Contatado
Cambaleando na própria fé
Por Yuri Lins | 13.10.2022 (quinta-feira)
Uma terra permeada por uma mística alienígena, cultos criados para esperar a vinda dos seres do espaço, credos que olham para a realidade física do mundo e encontram sinais de uma dimensão além do mundo. Mais do que isso: toda uma economia que se cria ao redor do fascínio; caravanas de turistas que rumam para os (supostos) aeroportos dos OVNIS; comércio de DVDs com as pregações de líderes religiosos ligados aos ETs; técnicas sexuais telepáticas vendidas como conhecimentos de outros planetas. Todo este caleidoscópio está em Contatado (Per./Ven./Bra./Nor., 2020), terceiro longa-metragem da realizadora Marité Ugás e que acaba de ganhar as salas de cinema do Brasil.
Na narrativa, Aldo (Baldomero Cáceres), nos anos 1980 era conhecido como ‘Ademar’, o líder de um culto que pregava a vinda dos alienígenas. Com o passar do tempo, Aldo perde a sua fé e passa a viver recluso, tentando ao máximo deixar sua a antiga persona no passado. Contudo, ele é localizado por Gabriel (Miguel Dávalos), um jovem que idolatra Ademar, mesmo que não tenha vivido nos tempos em que o culto funcionava, e que o incentiva a voltar a pregar. Enquanto Aldo reflete sobre sua identidade como uma fraude e pondera sobre o seu retorno como ‘Ademar’, Gabriel abraça seu papel como jovem aprendiz enquanto tenta adaptar os ensinamentos de seu mestre para os tempos atuais.
O grande trunfo de Marité Ugás está na forma como ela consegue captar a realidade simbólica que a paisagem peruana contém. O seu filme é uma janela que absorve com muita atenção a complexidade que existe naquele microcosmo. Numa sequência que flerta diretamente com o documental, Gabriel grava com seu celular as falas de diversas pessoas que esperam assistir à chegada dos OVNIS em um descampado. Na ficção, Gabriel e sua câmara, interagem com uma massa humana real e imprime, neste jogo em que as fronteiras entre ficção e documentário ficam nubladas, assim como a riqueza cultural e a peculiaridade dos romeiros adoradores de alienígenas.

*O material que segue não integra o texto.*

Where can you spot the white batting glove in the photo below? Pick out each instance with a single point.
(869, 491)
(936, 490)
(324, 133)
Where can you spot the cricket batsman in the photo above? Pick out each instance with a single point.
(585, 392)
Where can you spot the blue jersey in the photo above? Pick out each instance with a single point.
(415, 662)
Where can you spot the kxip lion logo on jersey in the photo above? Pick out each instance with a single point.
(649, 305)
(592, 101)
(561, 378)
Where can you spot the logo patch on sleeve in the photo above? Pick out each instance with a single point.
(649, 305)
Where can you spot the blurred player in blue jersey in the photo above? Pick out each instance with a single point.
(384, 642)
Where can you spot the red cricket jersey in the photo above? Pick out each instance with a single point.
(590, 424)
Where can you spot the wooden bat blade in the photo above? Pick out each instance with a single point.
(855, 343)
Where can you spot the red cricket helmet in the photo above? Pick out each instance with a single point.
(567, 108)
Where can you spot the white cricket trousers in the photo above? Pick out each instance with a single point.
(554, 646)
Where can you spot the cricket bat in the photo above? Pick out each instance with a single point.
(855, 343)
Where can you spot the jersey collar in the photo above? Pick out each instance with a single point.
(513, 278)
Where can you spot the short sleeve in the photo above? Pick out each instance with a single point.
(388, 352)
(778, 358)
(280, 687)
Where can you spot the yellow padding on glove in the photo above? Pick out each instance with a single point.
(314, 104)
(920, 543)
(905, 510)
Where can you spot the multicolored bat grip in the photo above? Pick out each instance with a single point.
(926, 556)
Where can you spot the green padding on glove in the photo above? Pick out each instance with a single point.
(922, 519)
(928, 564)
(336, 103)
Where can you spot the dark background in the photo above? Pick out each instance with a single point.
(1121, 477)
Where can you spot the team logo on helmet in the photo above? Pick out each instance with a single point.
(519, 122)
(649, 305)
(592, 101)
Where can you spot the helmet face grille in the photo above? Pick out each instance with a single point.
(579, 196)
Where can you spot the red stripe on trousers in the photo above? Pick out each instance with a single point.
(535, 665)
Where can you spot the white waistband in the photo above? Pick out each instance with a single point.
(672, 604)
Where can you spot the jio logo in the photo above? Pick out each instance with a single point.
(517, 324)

Seu jogo é mais profundo e dá um passo além de uma representação exótica da região. Quando Aldo, caminhando a esmo em algumas ruínas da civilização Inca, passa a ser confundido com um guia turístico, ele se põe a narrar as histórias do passado em troca de algum dinheiro. Mais à frente, quando ele Gabriel estão em outras ruínas – e aqui Marité filma-as como ilhotas antigas em meio aos prédios modernos. Gabriel, na sua tentativa de trazer seu mestre de volta à ativa, demostra para Aldo que ainda há pessoas que anseiam seu retorno: dois turistas, crentes de ‘Ademar’, diante da figura decadente de Aldo, não o reconhecem como o líder da fé que seguem, mas deixam evidente a ânsia pelo retorno do guru.
Aldo habita o seu mundo como um espectro daquilo do que fora anteriormente. Caminha não só nas ruínas da história e das utopias, mas em seus próprios escombros emocionais. É no contato com o outro (aqui, Gabriel), justamente o outro que é capaz de enxergá-lo não como um extrato da decadência, mas ainda como portador de tudo aquilo que fundamentou o seu mito, que ele pode reanimar o seu espírito e alinhar, ao menos por um instante, o que é o homem e o que é o herói.
Todo o solo contém, sedimentadas em suas camadas geológicas, os restos e os rastros das batalhas humanas, suas dores e alegrias; contudo, o solo também é um palco onde projetam-se a fé e a imaginação daqueles que buscam alguma transcendência. No mesmo campo, na mesma terra fincada do presente, coexistem o passado das contendas e a fabulação de um futuro. Nas suas deambulações pela cidade, no seu contato com os habitantes locais, escondido em plena luz do sol, Aldo é o elo entre o passado e as possibilidades do futuro. Sua readequação ao próprio mito é o processo que evidencia, no corpo do filme, as raízes e as promessas transcendentais daquele espaço e daquela cultura.